During the panel discussion, Burning Glass Technologies and Capital One unveiled new research that revealed that, without basic technical skills, candidates nationwide may be unable to find jobs and employers will be unable to find talent.

The panelists said it’s up to each state to begin initiatives to make sure the populace is digitally literate—meaning that they are able to complete such basic tasks as using spreadsheets or word processing programs, using basic computer programs for medical billing purposes, or operating computerized drill presses. The solution, the panelists said, is to re-skill those without that necessary basic knowledge and also to begin educating youngsters in grade school.

“There are many states that are behind in terms of getting coding and technology education in the schools,” according to Bryant. “All the states in the union need to [begin teaching coding] as early as first grade,” she said.

“I want a Crayola book that says ‘STEM’ on the front of it,” McAuliffe said jokingly, referring to the acronym for science, technology, engineering and math. Such jobs are in demand, researchers say, but many companies are having a hard time finding talent to fill STEM jobs.

Lynch said his research shows that nondigital-intensive middle-skill roles “only pay a living wage 20 percent of the time and many of [those jobs] are disappearing.” Digital skills such as those needed to create spreadsheets, use word processing programs and use health care technology “are foundational when paired with other skills. That’s what’s giving people the ability to progress.”

In March, Capital One announced it would earmark $150 million for initiatives and community grants over the next five years to help Americans succeed in an ever-evolving digitally driven economy. The company’s Future Edge initiative aims to collaborate with educational and community groups nationwide to give community grants and aid efforts to help America’s workforce fill digital roles, and also to provide individuals with resources and money management tools to help them grow and invest for the future.
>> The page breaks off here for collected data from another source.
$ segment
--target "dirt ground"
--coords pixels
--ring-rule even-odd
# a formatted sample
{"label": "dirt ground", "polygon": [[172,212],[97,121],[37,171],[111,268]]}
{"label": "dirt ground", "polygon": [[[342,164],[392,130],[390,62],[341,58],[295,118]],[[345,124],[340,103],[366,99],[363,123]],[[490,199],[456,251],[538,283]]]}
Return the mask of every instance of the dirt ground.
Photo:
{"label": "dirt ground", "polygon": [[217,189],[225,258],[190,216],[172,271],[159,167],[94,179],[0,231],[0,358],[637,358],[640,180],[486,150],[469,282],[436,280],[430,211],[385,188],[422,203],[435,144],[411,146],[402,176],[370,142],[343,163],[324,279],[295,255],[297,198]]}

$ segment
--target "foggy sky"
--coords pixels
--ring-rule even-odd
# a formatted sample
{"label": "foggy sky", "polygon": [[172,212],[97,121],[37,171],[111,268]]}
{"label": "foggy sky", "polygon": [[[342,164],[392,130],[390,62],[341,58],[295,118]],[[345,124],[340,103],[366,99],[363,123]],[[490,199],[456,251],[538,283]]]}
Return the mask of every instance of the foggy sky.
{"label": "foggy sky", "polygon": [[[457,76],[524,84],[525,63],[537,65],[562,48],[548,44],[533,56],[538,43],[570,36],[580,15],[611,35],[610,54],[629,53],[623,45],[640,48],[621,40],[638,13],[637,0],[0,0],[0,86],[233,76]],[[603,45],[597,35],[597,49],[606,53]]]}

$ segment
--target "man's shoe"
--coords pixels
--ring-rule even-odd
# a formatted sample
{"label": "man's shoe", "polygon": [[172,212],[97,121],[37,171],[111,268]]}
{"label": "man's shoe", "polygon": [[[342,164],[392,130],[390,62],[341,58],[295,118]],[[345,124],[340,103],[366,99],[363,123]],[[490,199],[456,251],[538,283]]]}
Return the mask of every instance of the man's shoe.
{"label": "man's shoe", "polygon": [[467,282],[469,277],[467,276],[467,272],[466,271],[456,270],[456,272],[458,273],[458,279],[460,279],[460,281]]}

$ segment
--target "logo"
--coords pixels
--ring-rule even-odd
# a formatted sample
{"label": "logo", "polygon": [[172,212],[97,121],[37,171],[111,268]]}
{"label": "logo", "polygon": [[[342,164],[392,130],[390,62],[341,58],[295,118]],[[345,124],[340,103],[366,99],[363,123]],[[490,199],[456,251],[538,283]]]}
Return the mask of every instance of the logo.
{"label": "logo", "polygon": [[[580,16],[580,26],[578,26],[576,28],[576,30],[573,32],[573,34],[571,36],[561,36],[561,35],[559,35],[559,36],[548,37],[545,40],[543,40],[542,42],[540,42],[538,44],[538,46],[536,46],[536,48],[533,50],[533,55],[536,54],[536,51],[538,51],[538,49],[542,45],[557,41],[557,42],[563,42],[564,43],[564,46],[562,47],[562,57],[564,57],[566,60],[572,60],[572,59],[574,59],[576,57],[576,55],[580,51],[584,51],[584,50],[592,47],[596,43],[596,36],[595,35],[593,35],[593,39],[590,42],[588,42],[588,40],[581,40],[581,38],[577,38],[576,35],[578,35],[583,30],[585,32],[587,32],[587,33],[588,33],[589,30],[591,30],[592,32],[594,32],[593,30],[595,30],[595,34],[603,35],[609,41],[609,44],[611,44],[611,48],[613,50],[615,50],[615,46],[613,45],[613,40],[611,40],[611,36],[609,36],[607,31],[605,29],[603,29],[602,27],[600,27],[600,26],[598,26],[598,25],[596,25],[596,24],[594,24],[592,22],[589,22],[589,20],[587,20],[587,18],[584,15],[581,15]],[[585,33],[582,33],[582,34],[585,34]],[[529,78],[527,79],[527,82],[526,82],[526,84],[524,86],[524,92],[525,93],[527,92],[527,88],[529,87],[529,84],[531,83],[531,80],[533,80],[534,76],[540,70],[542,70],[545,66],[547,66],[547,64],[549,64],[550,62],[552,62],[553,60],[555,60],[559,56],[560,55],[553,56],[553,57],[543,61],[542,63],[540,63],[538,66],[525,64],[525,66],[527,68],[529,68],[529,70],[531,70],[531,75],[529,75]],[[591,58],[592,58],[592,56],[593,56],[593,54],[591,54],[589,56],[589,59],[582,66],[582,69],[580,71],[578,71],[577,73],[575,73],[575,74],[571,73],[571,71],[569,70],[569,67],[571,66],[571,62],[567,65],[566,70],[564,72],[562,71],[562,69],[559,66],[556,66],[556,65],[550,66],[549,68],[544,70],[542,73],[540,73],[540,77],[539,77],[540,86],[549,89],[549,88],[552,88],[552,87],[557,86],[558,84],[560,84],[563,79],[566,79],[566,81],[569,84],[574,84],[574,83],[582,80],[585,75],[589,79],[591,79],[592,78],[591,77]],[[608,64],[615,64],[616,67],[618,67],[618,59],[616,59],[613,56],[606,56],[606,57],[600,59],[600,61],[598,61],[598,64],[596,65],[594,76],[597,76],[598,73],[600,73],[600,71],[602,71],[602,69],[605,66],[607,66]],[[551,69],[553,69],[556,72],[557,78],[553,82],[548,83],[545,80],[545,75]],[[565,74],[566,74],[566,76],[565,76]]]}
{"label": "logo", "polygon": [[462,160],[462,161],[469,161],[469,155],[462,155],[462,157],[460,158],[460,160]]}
According to research from the middle-skills report, nationally, digital skills are in high demand. Of the 7.9 million middle-skill jobs available today, 6.2 million require digital skills. According to Burning Glass Technologies’ report, the ability to use a spreadsheet and word processing program is now a “baseline requirement for the majority of middle-skill opportunities (78 percent).”

What jobs specifically require middle skills? In the Washington, D.C., metropolitan area, for example, such jobs include:

  • Administrative/office assistant.

  • Sales representative.

  • Network and computer systems administrator.

  • Computer support specialist.

  • Registered nurse.

  • Retail supervisor.

    Other facts from the report:

    In Virginia, middle-skill jobs make up 40 percent of employment opportunities in the state; 80 percent of all middle-skill job postings call for digital skills, and 46 percent of those jobs pay more than nondigital middle-skill jobs.

    In Washington, D.C., middle-skill jobs make up 36 percent of employment opportunities: 87 percent of all middle-skill job postings call for digital skills and 48 percent of such jobs pay more than nondigital middle-skill jobs. There is twice as much demand for computer and network support skills in D.C. than there is nationally.

    However, across the country, “digitally intensive middle-skill jobs pay more than middle-skill jobs that do not require a digital component. Digitally intensive middle-skill occupations offer 18 percent higher wages on average: $23.76 per hour compared to $20.14 per hour for all other middle-skill jobs,” the report stated.

    Aliah D. Wright is an online editor/manager for SHRM.